Derrière les mots euphémisants, les chiffres du conflit israélo-palestinien

Déjà plus de 145 morts côté palestinien dont 40 enfants et 10 morts côté israélien. Un bilan lourd mais prévisible quand on sait les méthodes militaires aveugles utilisées par Tsahal.

Déjà plus de 145 morts côté palestinien dont 40 enfants et 10 morts côté israélien. Un bilan lourd mais prévisible quand on sait les méthodes militaires aveugles utilisées par Tsahal.

Pas de concurrence victimaire diront les tenants de la bien-pensance en essayant en vain de faire croire qu'il s'agit d'une guerre. C'est en réalité un massacre au vu et au su de tous avec un ratio qui dément formellement et objectivement la supposée symétrie entre les moyens déployés par Israël et le Hamas. Les chiffres macabres du nombre de morts nous amène à une conclusion sans appel! Pour un mort israélien, Israël tue 14 palestiniens. Une statistique macabre certes mais importante à relever quand on compare ces chiffres aux déclarations officielles exhortant Israël à faire un "usage proportionné de la force". Peut-on parler d'un usage proportionné de la force quand le ratio des victimes israéliennes et palestiennes est de 1 pour 14?

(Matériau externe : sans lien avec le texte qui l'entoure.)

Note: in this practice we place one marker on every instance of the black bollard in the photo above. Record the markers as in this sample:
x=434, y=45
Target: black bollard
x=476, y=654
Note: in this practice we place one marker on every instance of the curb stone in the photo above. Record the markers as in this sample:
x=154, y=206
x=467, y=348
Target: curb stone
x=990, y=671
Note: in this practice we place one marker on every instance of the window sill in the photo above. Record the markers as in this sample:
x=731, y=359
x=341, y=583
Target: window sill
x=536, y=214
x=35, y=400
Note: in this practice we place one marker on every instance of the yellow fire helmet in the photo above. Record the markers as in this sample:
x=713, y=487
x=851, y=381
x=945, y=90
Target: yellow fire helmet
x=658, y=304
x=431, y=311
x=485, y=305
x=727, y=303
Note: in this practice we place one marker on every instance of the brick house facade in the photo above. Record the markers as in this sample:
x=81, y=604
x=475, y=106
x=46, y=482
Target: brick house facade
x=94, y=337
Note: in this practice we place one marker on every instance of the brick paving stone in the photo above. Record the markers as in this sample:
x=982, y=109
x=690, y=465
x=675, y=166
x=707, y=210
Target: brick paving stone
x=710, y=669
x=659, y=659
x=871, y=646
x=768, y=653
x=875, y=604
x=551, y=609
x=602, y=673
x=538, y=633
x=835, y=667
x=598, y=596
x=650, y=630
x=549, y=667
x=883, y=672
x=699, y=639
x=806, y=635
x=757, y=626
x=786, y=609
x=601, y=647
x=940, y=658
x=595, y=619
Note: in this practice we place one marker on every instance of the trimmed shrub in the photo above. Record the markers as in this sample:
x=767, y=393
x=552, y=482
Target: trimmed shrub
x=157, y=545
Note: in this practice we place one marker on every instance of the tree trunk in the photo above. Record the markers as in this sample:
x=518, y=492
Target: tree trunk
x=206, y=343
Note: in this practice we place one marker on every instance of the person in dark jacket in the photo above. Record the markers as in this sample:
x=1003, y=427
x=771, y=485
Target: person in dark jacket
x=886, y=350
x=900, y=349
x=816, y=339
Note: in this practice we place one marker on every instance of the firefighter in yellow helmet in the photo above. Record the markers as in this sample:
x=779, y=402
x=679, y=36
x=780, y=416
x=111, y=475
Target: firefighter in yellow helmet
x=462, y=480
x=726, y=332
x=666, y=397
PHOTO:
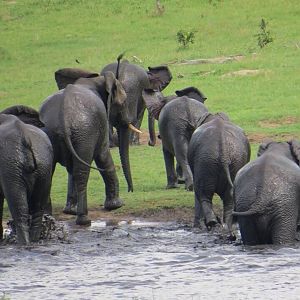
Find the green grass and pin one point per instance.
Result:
(41, 36)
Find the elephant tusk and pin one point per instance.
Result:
(134, 128)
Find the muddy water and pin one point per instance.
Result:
(148, 261)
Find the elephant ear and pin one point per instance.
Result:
(159, 77)
(66, 76)
(114, 88)
(193, 93)
(154, 102)
(26, 114)
(264, 146)
(222, 116)
(295, 150)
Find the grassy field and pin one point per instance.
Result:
(40, 36)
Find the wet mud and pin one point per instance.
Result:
(147, 260)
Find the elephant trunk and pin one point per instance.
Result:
(123, 136)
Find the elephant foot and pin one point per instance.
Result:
(151, 143)
(83, 220)
(113, 204)
(35, 234)
(189, 187)
(172, 186)
(70, 210)
(211, 223)
(199, 223)
(181, 180)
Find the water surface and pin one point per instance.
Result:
(145, 260)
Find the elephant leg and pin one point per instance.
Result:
(37, 203)
(105, 162)
(209, 215)
(284, 229)
(113, 138)
(227, 209)
(170, 170)
(134, 136)
(18, 206)
(71, 204)
(181, 149)
(249, 234)
(199, 218)
(80, 176)
(179, 173)
(1, 216)
(151, 128)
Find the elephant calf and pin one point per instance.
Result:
(178, 116)
(267, 194)
(26, 158)
(217, 150)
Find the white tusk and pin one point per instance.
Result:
(134, 128)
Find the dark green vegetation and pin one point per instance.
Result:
(259, 88)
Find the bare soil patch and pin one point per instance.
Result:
(245, 72)
(214, 60)
(163, 214)
(258, 138)
(274, 124)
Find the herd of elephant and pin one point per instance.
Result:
(75, 126)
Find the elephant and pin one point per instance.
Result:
(217, 150)
(134, 80)
(267, 194)
(178, 116)
(26, 160)
(76, 121)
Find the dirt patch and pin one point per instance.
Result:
(215, 60)
(258, 138)
(274, 124)
(163, 214)
(144, 137)
(244, 72)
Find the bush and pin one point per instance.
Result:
(185, 38)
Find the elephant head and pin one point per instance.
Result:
(155, 101)
(290, 149)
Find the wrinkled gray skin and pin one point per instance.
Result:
(135, 79)
(26, 158)
(178, 117)
(267, 195)
(217, 150)
(76, 120)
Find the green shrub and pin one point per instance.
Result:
(263, 37)
(185, 38)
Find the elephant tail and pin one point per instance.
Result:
(30, 159)
(248, 212)
(229, 180)
(66, 131)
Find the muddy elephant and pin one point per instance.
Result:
(134, 80)
(76, 121)
(178, 116)
(267, 194)
(26, 159)
(217, 150)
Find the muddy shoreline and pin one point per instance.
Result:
(178, 215)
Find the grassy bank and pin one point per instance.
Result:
(41, 36)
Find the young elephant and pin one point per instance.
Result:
(178, 116)
(267, 194)
(217, 150)
(26, 159)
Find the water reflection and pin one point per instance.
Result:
(145, 260)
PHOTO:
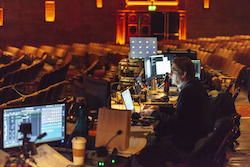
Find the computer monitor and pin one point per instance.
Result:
(141, 47)
(197, 66)
(157, 66)
(49, 119)
(127, 99)
(96, 93)
(181, 53)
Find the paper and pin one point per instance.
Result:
(3, 158)
(47, 156)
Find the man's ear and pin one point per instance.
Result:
(184, 74)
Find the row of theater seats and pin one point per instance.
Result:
(30, 72)
(224, 59)
(51, 94)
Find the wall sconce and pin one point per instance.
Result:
(99, 3)
(1, 16)
(50, 11)
(206, 4)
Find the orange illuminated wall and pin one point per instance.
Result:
(154, 2)
(50, 11)
(99, 3)
(1, 16)
(206, 4)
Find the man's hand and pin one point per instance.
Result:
(147, 110)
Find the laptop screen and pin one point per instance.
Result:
(128, 100)
(49, 119)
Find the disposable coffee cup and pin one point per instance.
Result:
(78, 147)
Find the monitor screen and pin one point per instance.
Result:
(141, 47)
(157, 66)
(49, 119)
(197, 66)
(127, 99)
(96, 93)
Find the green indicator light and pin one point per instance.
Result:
(151, 8)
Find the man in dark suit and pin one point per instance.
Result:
(189, 123)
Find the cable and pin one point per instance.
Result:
(118, 133)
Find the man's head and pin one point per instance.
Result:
(182, 70)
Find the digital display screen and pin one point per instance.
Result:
(141, 47)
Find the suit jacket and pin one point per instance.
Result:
(190, 122)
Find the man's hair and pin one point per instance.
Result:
(185, 64)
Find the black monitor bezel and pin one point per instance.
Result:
(56, 142)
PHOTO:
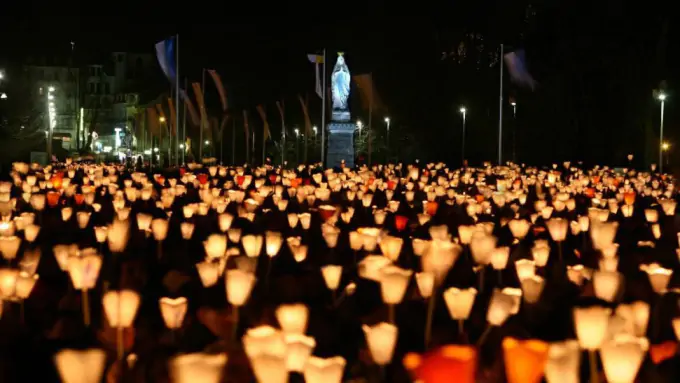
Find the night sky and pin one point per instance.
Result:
(596, 63)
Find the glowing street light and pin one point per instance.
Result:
(463, 111)
(52, 120)
(117, 141)
(387, 121)
(662, 97)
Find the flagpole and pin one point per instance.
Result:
(176, 105)
(500, 113)
(200, 144)
(323, 111)
(283, 134)
(184, 125)
(370, 121)
(264, 140)
(233, 142)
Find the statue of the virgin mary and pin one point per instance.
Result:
(340, 82)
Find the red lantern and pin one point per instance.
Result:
(400, 222)
(53, 199)
(663, 351)
(629, 197)
(57, 179)
(326, 212)
(590, 192)
(431, 208)
(447, 364)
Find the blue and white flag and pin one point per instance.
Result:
(165, 52)
(518, 70)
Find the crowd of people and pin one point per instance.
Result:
(387, 273)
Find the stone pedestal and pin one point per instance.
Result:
(340, 144)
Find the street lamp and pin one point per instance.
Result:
(52, 120)
(387, 121)
(297, 149)
(662, 98)
(514, 131)
(463, 111)
(117, 141)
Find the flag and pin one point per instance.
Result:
(173, 116)
(317, 59)
(165, 53)
(518, 70)
(220, 87)
(190, 107)
(225, 118)
(139, 125)
(369, 96)
(305, 112)
(152, 121)
(161, 115)
(246, 128)
(198, 93)
(212, 126)
(265, 130)
(281, 107)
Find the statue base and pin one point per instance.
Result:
(340, 144)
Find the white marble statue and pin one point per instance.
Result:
(340, 81)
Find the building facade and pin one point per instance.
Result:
(65, 80)
(95, 101)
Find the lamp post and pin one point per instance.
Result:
(297, 150)
(463, 111)
(52, 120)
(514, 131)
(662, 98)
(387, 121)
(160, 140)
(315, 131)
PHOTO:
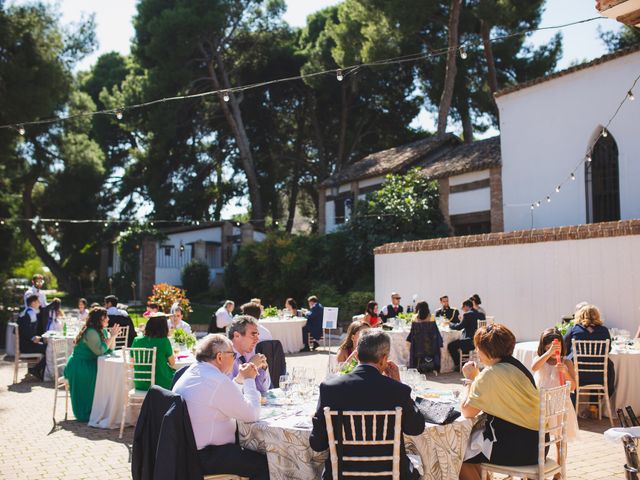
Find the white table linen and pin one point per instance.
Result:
(288, 331)
(400, 347)
(109, 394)
(626, 364)
(283, 432)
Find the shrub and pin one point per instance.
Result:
(195, 277)
(166, 295)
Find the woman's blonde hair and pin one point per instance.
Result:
(589, 316)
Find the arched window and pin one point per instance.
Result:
(602, 181)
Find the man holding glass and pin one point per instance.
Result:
(215, 402)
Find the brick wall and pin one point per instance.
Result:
(575, 232)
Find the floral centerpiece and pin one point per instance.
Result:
(180, 337)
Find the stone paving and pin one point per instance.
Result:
(30, 448)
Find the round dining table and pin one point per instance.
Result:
(287, 330)
(400, 347)
(626, 364)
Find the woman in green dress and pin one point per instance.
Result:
(82, 367)
(156, 333)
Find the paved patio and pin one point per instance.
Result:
(32, 449)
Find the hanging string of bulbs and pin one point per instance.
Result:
(588, 157)
(340, 74)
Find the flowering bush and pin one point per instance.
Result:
(166, 295)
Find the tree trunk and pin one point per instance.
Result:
(450, 75)
(65, 280)
(344, 118)
(233, 115)
(485, 28)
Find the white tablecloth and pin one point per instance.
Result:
(289, 332)
(283, 435)
(400, 347)
(627, 366)
(109, 395)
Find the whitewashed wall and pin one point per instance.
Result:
(545, 131)
(527, 287)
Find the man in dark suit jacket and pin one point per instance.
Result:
(468, 325)
(373, 385)
(314, 323)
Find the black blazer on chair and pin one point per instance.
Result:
(365, 388)
(164, 447)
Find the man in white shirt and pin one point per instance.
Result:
(224, 317)
(35, 289)
(244, 335)
(215, 402)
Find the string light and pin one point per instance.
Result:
(388, 61)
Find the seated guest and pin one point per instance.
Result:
(475, 298)
(445, 312)
(314, 324)
(155, 335)
(393, 309)
(223, 317)
(82, 309)
(291, 308)
(254, 310)
(119, 316)
(348, 346)
(425, 341)
(373, 385)
(151, 308)
(30, 341)
(81, 371)
(244, 335)
(176, 321)
(371, 316)
(506, 392)
(589, 326)
(215, 403)
(468, 325)
(54, 313)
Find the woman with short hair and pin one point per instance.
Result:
(506, 392)
(156, 334)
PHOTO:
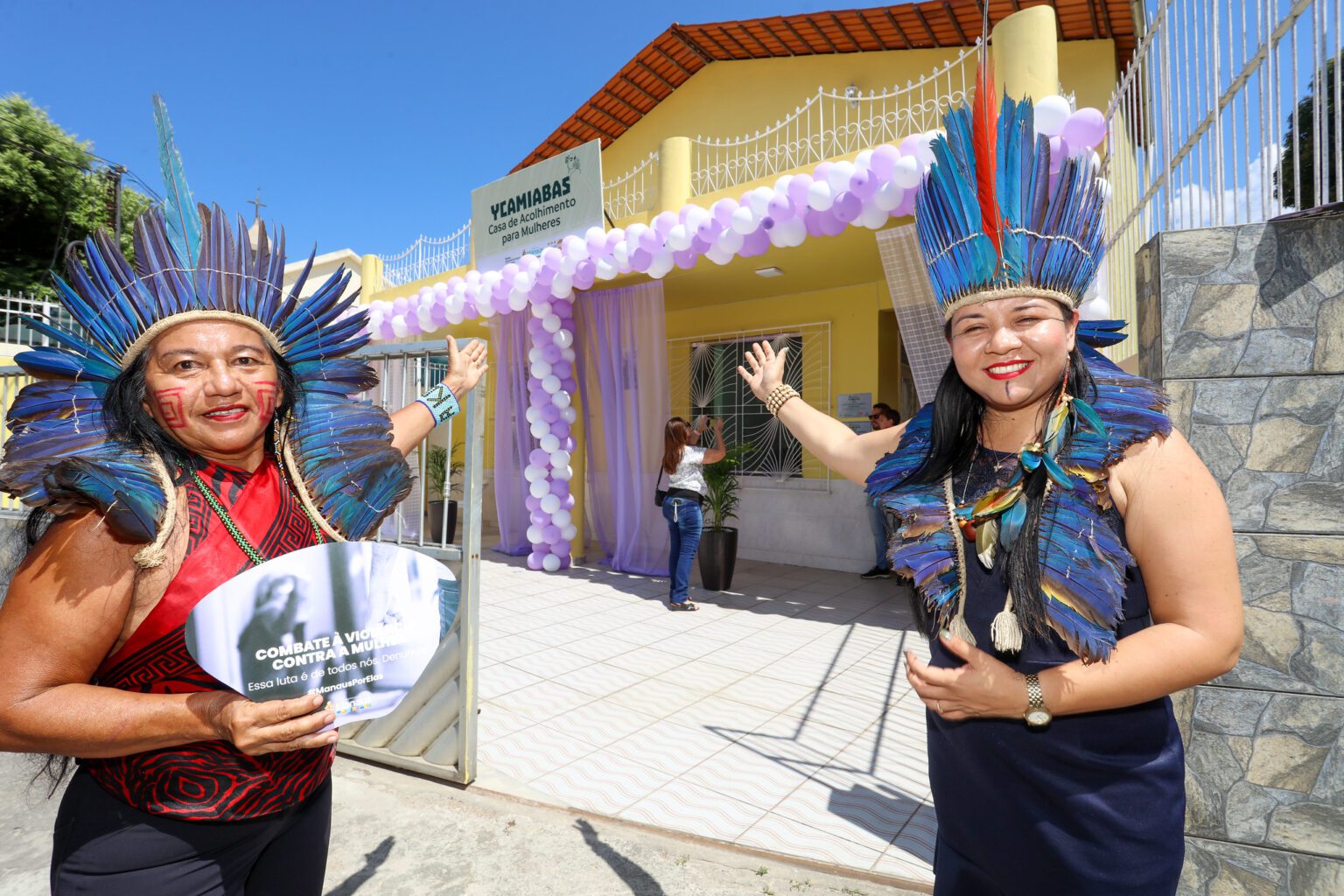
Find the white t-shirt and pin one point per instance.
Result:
(690, 472)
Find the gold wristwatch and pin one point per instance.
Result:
(1037, 713)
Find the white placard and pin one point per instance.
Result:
(353, 621)
(538, 207)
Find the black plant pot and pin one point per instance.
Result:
(434, 522)
(718, 557)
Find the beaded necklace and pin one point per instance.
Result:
(243, 544)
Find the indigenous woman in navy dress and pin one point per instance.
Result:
(200, 422)
(1071, 556)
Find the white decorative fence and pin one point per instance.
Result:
(830, 124)
(428, 256)
(1228, 113)
(634, 191)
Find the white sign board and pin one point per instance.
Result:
(538, 207)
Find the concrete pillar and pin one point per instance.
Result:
(370, 276)
(1026, 54)
(674, 175)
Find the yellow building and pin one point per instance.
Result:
(710, 112)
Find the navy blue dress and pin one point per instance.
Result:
(1095, 803)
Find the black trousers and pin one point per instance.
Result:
(105, 848)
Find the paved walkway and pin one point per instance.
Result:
(776, 718)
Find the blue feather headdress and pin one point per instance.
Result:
(992, 223)
(60, 456)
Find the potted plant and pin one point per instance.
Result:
(438, 468)
(718, 542)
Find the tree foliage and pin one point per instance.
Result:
(52, 192)
(1301, 132)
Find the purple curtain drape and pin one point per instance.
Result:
(621, 341)
(512, 437)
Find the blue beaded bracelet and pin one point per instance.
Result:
(441, 403)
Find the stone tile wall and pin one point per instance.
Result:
(1245, 326)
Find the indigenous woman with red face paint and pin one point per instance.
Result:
(202, 421)
(1071, 556)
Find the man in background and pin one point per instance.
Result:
(882, 416)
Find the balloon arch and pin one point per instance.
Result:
(879, 185)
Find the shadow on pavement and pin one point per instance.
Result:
(639, 880)
(371, 864)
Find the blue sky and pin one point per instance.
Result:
(363, 124)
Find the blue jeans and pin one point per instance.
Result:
(684, 524)
(878, 522)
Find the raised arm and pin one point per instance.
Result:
(466, 368)
(65, 610)
(850, 454)
(1179, 531)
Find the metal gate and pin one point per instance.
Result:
(433, 730)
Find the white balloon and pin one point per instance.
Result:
(744, 222)
(1050, 115)
(679, 238)
(759, 200)
(906, 172)
(839, 176)
(872, 216)
(889, 196)
(820, 196)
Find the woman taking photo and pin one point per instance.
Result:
(1071, 556)
(200, 424)
(683, 464)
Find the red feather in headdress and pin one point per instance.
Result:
(984, 135)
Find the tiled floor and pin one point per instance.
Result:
(774, 718)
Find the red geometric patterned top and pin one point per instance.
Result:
(210, 780)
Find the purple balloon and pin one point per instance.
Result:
(724, 210)
(799, 190)
(863, 185)
(640, 260)
(847, 207)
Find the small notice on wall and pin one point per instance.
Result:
(854, 404)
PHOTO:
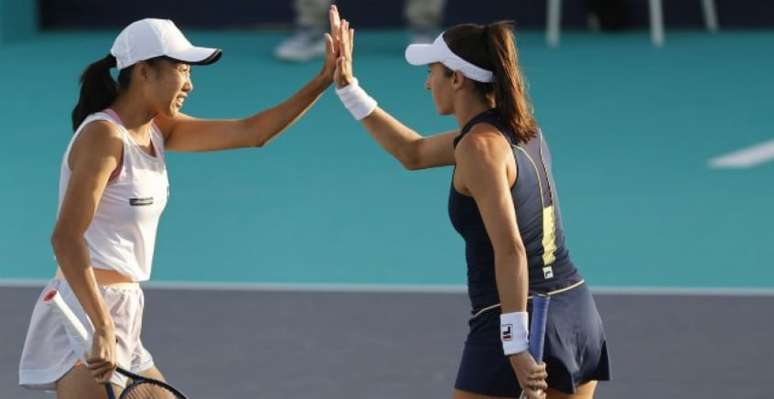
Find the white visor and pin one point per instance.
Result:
(150, 38)
(438, 51)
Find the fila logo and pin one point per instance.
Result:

Le mot guerre n'est donc évidemment pas adapté à la situation opposant les groupes armés palestiniens et l'armée israélienne et ne l'a d'ailleurs jamais été. L'armée israélienne est l'une des armées les mieux équipées au monde face à des combattants ne disposant que d'armes artisanales. Israël est doté d'un système de défense aérienne mobile mieux connu sous le nom de Dôme de fer lorsque les groupes armés palestiniens tous réunis ne peuvent même pas constituer un régiment. Voilà ce que les habitués des plateaux de télévision appellent une guerre. Mais les chiffres eux nous mettent face à une réalité implacable. Celle d'une longue et douloureuse oppression qui ressemble à un long tunnel sans fin car les élites politiques ont décidé de prendre fait et cause pour l'Etat hébreux.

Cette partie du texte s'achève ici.